The top ten spenders on CCTV over the three years were listed as:

  1. the city of Birmingham, Britain’s second-largest city, and controversial for its special scheme targeted at ‘Muslim’ areas, but also with a massively regenerated and semi-privatised city-centre. £10,476,874.00
  2. Sandwell metropolitan borough, a large urban area to the north-west of Birmingham £5,355,744.00
  3. the city of Leeds, in Yorkshire, whose downtown district is the epitome of the characterless, over-regenerated urban centre. £3,839,675.00,
  4. the city of Edinburgh, capital of Scotland, a wannabe global city, and former G8 meeting host, £3,600,560.00
  5. the borough of Hounslow, on the edge of urban and suburban west London, £3,573,186.45
  6. the borough of Lambeth, a diverse south London district, £3,431,301.00
  7. the city of Manchester, one of the cities we studied in our book on urban resilience, which put a huge amount in to CCTV in the downtown core the wake of a provisional IRA bombing, which has now also been gentrified out of recognition – it also has a signficant suburban gang problem, £3,347,310.00
  8. the borough of Enfield, a leafy north-east London suburb, £3,141,295.00
  9. the borough of Barnet, also in north London, £3,119,020.00
  10. the borough of Barking and Dagenham, in east London, on the borders with Essex, and another area of high racial tensions stoked by a strong local British National Party, £3,090,000.00.
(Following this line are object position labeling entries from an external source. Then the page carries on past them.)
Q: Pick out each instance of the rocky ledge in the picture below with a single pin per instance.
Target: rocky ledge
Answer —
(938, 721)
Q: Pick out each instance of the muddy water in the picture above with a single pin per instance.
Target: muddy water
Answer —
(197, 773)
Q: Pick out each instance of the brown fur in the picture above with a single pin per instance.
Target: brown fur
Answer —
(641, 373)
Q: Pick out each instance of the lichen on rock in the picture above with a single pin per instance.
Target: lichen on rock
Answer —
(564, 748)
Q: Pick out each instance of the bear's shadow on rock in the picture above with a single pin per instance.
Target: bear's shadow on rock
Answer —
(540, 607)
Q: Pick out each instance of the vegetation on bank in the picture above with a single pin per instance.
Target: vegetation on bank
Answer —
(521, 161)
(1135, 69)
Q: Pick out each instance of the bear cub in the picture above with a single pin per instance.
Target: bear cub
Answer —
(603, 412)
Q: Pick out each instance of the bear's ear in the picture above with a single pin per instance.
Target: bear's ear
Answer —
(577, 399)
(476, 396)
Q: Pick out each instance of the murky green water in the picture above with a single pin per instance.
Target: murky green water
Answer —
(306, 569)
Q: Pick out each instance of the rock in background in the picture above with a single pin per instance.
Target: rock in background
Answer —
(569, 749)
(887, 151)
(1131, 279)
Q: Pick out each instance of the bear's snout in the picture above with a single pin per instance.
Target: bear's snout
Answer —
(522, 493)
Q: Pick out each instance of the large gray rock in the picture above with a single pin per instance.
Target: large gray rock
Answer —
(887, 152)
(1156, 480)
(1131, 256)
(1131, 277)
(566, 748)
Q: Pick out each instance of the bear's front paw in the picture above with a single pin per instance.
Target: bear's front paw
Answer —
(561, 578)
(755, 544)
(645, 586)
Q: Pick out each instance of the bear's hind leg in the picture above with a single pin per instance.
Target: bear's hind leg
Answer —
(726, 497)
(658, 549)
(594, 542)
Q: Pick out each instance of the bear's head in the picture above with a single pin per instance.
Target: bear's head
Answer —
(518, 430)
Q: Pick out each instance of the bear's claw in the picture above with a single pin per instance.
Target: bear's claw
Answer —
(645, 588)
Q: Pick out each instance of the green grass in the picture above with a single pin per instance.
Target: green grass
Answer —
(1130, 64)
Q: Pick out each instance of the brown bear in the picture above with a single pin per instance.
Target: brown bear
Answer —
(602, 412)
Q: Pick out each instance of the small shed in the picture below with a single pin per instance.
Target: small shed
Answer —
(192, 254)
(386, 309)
Half of the top ten are London boroughs, outside of the centre of London, showing that CCTV is still diffusing outwards from the heavily surveilled core around the financial centre of the City of London and the government district of Westminster. Not surprisingly, the diffusion is also continuing primarily to the major urban centres beyond London, and the case of Sandwell perhaps shows that the greater Birmingham area is going through a similar process seen in London. In any case, public area video surveillance is not going away in the UK any time soon, and the new government will have to, at some time, demonstrate what it actually meant by introducing greater regulation of CCTV.